The Settlers is the International Feature submission for Chile. The film takes place in Tierra del Fuego, in the southernmost point of Chile and Argentina in 1901. The entire land is owned by Jose Menendez. With the help of dozens of men, he’s been building fences across his entire property in order to protect his sheep from any intruders. Despite his efforts, his sheep keep getting attacked by the Indigenous people who have lived on this land their entire life.
In retaliation, Menendez hires Alexander MacLennan, a Scottish war veteran, Bill, a ruthless “Indigenous tracker,” and Segundo, a local from the area, to secure a safe route from his land to the Atlantic Ocean for his sheep. The three men begin their journey to the vast and expansive unknown. Their search to cleanse the island has begun.

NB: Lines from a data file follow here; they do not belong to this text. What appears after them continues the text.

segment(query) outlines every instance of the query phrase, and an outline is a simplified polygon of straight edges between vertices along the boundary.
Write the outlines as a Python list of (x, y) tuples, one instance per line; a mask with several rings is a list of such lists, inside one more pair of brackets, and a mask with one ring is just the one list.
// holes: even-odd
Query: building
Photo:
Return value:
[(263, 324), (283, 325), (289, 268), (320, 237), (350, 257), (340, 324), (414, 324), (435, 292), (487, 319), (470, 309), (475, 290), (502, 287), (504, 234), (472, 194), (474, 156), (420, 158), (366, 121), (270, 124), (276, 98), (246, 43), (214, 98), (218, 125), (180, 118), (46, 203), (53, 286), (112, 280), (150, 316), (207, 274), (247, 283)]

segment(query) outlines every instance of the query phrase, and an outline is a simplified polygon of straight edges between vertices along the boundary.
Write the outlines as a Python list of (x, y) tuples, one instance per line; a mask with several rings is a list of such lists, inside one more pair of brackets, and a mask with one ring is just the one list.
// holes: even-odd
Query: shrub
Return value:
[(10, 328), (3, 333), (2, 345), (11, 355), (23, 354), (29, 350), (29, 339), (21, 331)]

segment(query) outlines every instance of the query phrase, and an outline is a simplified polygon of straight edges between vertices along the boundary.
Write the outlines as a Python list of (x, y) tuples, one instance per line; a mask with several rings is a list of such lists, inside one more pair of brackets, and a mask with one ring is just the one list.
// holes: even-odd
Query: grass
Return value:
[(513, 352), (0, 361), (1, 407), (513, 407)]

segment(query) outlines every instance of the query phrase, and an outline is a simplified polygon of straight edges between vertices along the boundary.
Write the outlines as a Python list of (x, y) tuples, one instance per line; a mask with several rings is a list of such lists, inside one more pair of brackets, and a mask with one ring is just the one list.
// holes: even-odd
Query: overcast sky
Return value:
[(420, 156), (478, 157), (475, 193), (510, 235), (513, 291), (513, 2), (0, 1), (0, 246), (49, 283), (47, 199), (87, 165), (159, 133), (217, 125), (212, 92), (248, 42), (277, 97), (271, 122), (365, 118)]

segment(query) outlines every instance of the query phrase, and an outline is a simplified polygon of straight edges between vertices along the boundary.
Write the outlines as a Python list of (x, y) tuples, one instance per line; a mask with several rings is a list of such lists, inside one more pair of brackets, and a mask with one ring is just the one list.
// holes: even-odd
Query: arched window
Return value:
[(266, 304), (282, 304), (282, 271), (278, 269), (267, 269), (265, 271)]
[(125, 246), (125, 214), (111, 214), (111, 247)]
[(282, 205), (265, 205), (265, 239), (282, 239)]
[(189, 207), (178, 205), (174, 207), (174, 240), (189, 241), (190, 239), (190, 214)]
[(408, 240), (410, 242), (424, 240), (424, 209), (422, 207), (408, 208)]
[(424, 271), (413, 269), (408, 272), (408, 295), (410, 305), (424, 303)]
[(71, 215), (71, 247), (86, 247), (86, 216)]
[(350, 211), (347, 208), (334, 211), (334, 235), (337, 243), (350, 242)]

The Settlers is a striking directorial debut for Felipe Gálvez Haberle. It’s a stunning photographed Western with a brooding meditative pace which touches on the cold-blooded savagery, the forced assimilation, and the cultural genocide done to the innocent inhabitants of this area. The film is punctured with brutality, creating an anxiety driven, extremely difficult to watch movie.
The film showcases some of the darkest parts of Chile and Argentina’s past. The unimaginable bloodshed that was done to these people lasted for decades as the population dwindled from thousands in the late 1800s to less than 500 in the early 1900s. The Indigenous men and women were tortured, raped and exterminated. The Settlers tells one story, one colonization, one part of a bloody history. The epilogue is such a tragic, gut-punching ending and such a perfect way to solidify the message of the film and the impact that it's caused for thousands of people.
Do you want to be a part of this nation? Barbaric yet meditative, this well-crafted film doesn’t spare any opportunity to show the ugliest parts of the Chilean genocidal history.